While some people get mired in conversations about what foods should be considered processed (canned beans? whole grain bread?), you can’t go wrong by promoting a plant-based eating pattern that’s centered on vegetables, nuts, seeds, legumes, whole grains, and fruits.
We have some great ways to get your students, clients, or employees off the processed food track and on the road to a plant-based eating pattern.
1. One of our newest posters uses pictures to encourage nutrient-dense foods over ultra-processed ones:
Americans are eating more ultra-processed foods than ever. That’s not a good thing, considering the link between highly processed foods and chronic disease, obesity, and cancer.
Highly processed foods account for two-thirds of the calories consumed by American youths aged 2-19. (NIH)
Ultra-processed foods account for 57 percent of total calories consumed by American adults. (AJCN)
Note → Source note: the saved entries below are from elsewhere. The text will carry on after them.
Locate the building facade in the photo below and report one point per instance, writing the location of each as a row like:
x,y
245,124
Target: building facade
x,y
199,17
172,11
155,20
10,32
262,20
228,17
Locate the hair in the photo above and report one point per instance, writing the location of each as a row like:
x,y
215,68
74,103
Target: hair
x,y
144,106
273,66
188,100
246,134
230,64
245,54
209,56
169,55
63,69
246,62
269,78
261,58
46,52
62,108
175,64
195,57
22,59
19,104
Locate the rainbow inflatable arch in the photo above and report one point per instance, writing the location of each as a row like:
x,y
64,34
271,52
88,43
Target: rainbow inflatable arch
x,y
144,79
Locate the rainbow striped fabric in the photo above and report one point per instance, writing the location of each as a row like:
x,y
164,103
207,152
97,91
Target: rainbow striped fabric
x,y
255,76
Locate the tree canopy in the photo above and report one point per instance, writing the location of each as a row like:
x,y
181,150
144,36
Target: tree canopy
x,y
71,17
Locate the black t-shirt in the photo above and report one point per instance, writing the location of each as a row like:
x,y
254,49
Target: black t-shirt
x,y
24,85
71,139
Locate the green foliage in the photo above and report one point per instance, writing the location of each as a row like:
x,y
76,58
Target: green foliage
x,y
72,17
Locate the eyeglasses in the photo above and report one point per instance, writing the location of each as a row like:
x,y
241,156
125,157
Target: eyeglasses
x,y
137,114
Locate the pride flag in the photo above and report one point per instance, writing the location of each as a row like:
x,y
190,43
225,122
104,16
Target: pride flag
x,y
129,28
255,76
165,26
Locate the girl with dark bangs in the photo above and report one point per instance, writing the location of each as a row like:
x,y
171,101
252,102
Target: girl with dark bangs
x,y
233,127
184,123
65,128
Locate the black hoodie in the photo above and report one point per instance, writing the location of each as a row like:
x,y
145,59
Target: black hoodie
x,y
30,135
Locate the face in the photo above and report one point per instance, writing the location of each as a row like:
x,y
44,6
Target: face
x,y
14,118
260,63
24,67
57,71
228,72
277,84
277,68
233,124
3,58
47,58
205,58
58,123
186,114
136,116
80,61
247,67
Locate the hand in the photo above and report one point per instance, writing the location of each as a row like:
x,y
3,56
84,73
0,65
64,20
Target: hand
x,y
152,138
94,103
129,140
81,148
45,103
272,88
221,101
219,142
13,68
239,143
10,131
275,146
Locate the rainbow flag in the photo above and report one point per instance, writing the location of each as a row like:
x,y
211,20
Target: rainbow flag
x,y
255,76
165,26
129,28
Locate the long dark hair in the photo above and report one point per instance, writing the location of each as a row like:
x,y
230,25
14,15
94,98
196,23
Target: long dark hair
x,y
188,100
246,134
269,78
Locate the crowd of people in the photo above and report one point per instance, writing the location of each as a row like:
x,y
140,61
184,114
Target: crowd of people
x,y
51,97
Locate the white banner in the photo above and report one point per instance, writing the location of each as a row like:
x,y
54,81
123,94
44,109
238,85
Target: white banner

We have a new poster that addresses this issue head on: Nutrient-Dense vs. Ultra-Processed Food poster. This beautiful poster uses photographs of real food to encourage people to eat more whole foods and minimally processed foods that are nutrient-dense instead of ultra-processed foods.
You can include the idea of nutrient-dense versus ultra-processed foods when you teach about most nutrition education topics. For example:
MyPlate: Emphasize less processed foods for each food group.
Supermarket tours and shopping tips: Explain where in the grocery store you’re most likely to find less processed foods and which aisles are danger zones for ultra-processed foods.
Healthy beverages: We automatically think of sugary sodas, but diet soda is also ultra-processed.
Plant-based eating: Point out that some plant-based foods are highly processed.
Medical nutrition therapy: Help your clients find alternatives to any ultra-processed foods they regularly eat.